LusiveLife

Pieke Bergmans Irregularly Shaped Neon Lights

Amsterdam designer Pieke Bergmans used traditional glass-blowing techniques to form these neon lamps with uneven tubes. Bergmans noticed that neon was always encased within tubes with a consistent diameter measurement, so began to create organically-shaped vessels to see how the light was affected when more widely dispersed.

The project started with when he wondered why neon is always made inside a regular tube. He went to several experts that had been working with neon for ages, and all of them had no idea. Bergmans realized that nobody had ever done it before even though the material had been there for such a long time, so she began experimenting with irregular shapes.

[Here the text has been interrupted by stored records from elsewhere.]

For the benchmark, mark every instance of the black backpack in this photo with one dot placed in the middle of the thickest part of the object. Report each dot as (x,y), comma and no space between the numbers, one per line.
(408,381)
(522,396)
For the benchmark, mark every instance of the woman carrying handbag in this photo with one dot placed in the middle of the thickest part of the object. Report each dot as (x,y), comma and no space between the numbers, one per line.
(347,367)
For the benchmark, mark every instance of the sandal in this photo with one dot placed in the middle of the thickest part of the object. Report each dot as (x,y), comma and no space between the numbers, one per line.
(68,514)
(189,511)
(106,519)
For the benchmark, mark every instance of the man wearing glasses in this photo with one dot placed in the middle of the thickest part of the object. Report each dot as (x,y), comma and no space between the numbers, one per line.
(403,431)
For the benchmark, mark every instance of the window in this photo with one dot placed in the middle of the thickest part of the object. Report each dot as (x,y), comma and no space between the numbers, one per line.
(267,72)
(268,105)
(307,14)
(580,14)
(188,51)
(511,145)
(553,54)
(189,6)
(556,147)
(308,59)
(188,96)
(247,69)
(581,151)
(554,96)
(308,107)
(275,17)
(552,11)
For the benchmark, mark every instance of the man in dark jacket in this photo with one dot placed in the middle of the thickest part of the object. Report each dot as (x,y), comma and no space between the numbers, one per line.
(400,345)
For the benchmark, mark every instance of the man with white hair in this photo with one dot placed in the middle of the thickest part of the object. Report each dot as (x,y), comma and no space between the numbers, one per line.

As part of these initial experimentations, Bergmans blew a large bubble in the middle of a regular neon tube. She spotted that while the light remained strong and bright in the cylinder, it became invisible in the spherical area. Though she initially thought this is gas and it will all illuminate, even when it's in a wider vessel, she quickly discovered that somehow the wider it got, the more it vanished and disappeared.

The range, titled Phenomeneon, is made up of the globe-shaped lamp and a set of wiggly-lined structures which similarly emit an inconsistent amount of light. Neon lighting was invented by French engineer Georges Claude in 1910 to exploit the gas that was produced as a byproduct of his air liquefaction business.

In 1923, Claude introduced neon gas signs to the United States, and the method has been used for outdoor advertising ever since. Illumination occurs when voltage is applied to the electrodes that seal either end of the tube. This then ionizes the gas – causing it to emit a colored light.

The color emitted depends on the gas within the tube; neon gives off orange, hydrogen becomes red, helium appears yellow, carbon dioxide becomes white, and mercury is blue. Bergmans' intention was to create lamps with a "mysterious effect", compared to the typical lettering and signage.